Sie standen einfach nur da, und die Dunkelheit lastete schwer auf ihren Schultern. Claire spürte Jonathans erste Träne, die heiß über ihre Schläfe und weiter an ihrer Wange entlanglief. Sie unterdrückte den Drang, sie fortzuwischen, beobachtete stattdessen, wie sie über ihren Körper lief, von ihrem Schlüsselbein zwischen ihren Brüsten entlang, bis sie schließlich auf ihre Zehen fiel. Claire nahm Jonathan an die Hand und führte ihn zum Bett. Vorsichtig zog sie ihm die Boxershorts an und steckte seine eiskalten Füße in ein Paar Wollsocken. Dann zog sie ihm ein altes T-Shirt über den Kopf und seine Arme durch die Ärmel. Die ganze Zeit über weinte Jonathan stumm. „Ich weiß“, sagte Claire wieder und wieder. „Ich weiß.“ Sie zog die Decke bis zu seinem Kinn hoch und krabbelte nackt, wie sie war, neben ihm ins Bett. Jonathans Schlaf war unruhig. Claire schlief überhaupt nicht.

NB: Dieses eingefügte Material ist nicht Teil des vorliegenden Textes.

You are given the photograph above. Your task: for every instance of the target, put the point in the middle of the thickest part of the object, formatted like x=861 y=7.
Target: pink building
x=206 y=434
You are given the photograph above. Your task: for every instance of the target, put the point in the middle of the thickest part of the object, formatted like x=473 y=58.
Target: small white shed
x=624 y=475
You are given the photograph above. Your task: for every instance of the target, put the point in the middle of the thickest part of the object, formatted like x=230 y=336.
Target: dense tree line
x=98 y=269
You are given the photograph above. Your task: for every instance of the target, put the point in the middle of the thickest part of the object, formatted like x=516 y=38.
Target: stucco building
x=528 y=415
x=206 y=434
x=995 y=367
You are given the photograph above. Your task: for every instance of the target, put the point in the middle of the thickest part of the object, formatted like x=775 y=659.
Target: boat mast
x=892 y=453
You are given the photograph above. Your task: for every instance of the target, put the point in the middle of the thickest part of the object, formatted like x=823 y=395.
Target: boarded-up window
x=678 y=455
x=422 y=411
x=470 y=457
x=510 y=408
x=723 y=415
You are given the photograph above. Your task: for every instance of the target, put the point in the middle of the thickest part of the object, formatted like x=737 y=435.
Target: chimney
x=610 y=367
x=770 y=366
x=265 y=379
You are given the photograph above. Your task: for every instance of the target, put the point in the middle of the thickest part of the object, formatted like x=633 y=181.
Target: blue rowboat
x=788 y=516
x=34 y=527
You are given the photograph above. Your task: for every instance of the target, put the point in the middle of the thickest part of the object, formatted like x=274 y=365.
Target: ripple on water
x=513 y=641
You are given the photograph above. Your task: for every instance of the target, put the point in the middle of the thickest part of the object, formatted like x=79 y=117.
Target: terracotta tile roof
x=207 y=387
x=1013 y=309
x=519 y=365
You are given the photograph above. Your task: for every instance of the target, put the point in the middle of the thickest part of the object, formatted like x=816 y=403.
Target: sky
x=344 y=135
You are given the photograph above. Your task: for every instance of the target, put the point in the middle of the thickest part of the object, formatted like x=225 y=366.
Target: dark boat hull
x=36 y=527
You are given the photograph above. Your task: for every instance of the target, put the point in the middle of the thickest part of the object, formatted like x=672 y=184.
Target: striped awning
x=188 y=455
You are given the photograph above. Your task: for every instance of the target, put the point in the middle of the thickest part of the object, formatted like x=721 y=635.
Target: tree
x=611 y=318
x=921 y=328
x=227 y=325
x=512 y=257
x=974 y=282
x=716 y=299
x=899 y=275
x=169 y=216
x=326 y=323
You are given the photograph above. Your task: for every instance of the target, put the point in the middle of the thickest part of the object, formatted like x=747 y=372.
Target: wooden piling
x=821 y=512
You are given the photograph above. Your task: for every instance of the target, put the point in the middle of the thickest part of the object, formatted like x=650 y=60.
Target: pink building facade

Eine ganze Zeit lang konnte Claire nicht über Ella reden. Sie erinnerte sich an das letzte Halloween, als Ella noch bei ihnen gewesen war, und wie sie als kleine Prinzessin verkleidet war, mit einem silbrig schimmernden Kleid und kleinen Plastikpumps, die sie an der ersten Straßenecke stehen ließ. „Das sind Mörderbienen“, sagte sie und schleuderte sie von ihren Füßen. Oder daran, wie sie sie und Truman eng aneinandergekuschelt in dem Hundekörbchen gefunden hatten, Stirn an Stirn friedlich schlafend.

Manchmal sah sie den Anflug eines Lächelns auf Jonathans Gesicht, nur für einen kurzen Moment, bevor es wieder verschwand, und sie wusste, dass er auch an Ella dachte.

Sie versuchten einen Neuanfang, probierten noch mehr Fruchtbarkeitsbehandlungen aus und sprachen darüber, sich vielleicht doch für eine Adoption anzumelden. Sie hatten ihre Hoffnungen in Ella gesetzt. Und nun standen sie wieder mit leeren Händen da. Kinderlos und unglücklich.

Aber nicht einmal ein Jahr später war Joshua zu ihnen gekommen. Er gehört uns, dachte Claire. Für immer. Ihr war eine zweite Chance auf Mutterschaft gegeben worden.

Jetzt hatte sie das Gefühl, das Gleiche für jemand anderen tun zu wollen. Sie würde Allison Glenn diese zweite Chance geben – für einen Neuanfang, ein ganz neues Leben.